The Sydney Morning Herald reports Castle saw the writing on the wall when she was excluded from a board of directors conference call on Wednesday night.
The report claims Castle was not even aware until Thursday that sections of the board had lost faith in her administration.
The Australian reports Castle’s resignation was triggered by the earlier reports that sections of the board no longer supported her.
She appeared on the ABC’s 7.30 Report on Thursday night, having previously agreed to a pre-recorded interview.
She dropped her bombshell resignation just minutes before the program aired her earlier interview in which she appeared to suggest she would be fighting to keep her job.
Hours later she had thrown in the towel.
“Do I think the sports lost its way?

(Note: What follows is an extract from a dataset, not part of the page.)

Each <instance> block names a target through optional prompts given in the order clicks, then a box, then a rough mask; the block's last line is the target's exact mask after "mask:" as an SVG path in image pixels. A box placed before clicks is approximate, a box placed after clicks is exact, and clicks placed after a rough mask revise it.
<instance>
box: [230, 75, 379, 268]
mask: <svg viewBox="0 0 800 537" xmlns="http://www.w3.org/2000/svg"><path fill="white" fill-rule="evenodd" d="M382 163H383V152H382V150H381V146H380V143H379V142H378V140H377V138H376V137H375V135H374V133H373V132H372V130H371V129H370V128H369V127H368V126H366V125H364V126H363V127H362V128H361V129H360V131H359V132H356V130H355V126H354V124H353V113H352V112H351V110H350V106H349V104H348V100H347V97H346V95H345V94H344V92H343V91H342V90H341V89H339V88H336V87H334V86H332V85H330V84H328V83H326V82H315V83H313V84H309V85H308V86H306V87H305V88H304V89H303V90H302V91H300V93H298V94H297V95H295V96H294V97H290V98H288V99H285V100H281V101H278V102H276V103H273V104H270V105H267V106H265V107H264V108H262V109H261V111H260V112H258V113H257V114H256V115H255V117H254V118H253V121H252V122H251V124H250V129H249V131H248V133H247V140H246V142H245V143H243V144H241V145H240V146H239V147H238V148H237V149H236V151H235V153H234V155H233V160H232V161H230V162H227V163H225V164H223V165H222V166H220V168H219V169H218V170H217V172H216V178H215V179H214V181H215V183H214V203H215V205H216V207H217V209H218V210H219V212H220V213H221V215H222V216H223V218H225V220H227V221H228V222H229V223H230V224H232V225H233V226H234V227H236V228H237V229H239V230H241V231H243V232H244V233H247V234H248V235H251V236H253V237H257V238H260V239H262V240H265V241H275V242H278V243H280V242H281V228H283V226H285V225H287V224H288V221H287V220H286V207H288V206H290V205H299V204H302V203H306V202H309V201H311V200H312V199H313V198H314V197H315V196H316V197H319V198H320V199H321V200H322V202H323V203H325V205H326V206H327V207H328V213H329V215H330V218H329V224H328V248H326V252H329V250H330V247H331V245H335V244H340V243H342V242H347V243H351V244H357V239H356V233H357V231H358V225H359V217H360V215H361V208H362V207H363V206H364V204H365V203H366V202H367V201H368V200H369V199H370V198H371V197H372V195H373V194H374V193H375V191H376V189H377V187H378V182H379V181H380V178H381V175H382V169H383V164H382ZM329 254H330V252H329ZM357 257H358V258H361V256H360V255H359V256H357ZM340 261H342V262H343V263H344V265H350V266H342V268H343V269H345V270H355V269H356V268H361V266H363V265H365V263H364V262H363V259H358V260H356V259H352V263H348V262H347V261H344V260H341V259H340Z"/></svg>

No, I don’t,” she said in the pre-recorded interview aired by the ABC on Thursday.
It ends a tumultuous era of Australian rugby with Castle overseeing the Wallabies’ shambolic quarter-final exit at last year’s Rugby World Cup where her relationship with former coach Michael Cheika reportedly fell apart.
The former Canterbury Bulldogs chief executive has also been criticised for her handling of the Israel Folau legal battle and the dire situation the game finds itself in as it tries to find an interested TV partner for a broadcast deal beginning next year.
Castle, who took over the job in 2017, also suffered the sting of having to announce last month that the game had recorded a loss of $9.4 million for 2019, according to a preliminary independent financial audit.
It was met by dismissed reports three weeks ago that Wallabies great Phil Kearns was being prepared to replace Castle.
While those reports were hounded down, the outcry towards Castle and her administration continued to bubble.
Castle, the first female to be appointed CEO of any of Australia’s top four football codes, on Wednesday swatted away a public push from 11 disgruntled former Wallabies captains — who called for her head.
World Cup-winning captain Nick Farr-Jones was reported be the driving force behind an extraordinary vote-of-no-confidence letter delivered to Castle and the board on Tuesday.
George Gregan, Stirling Mortlock, George Smith, Michael Lynagh, Simon Poidevin, Stephen Moore, Jason Little, Rod McCall, Nathan Sharpe and Kearns — a leading candidate to succeed Castle — were the former skippers along with Farr- Jones to have signed the letter.
Just 24 hours before her resignation, Castle invited the 11 greats to sit down with her and share their grievances about how the code is being mismanaged.
Despite her dismissal of the coup against her administration, the letter appears to have been the straw that broke the camel’s back.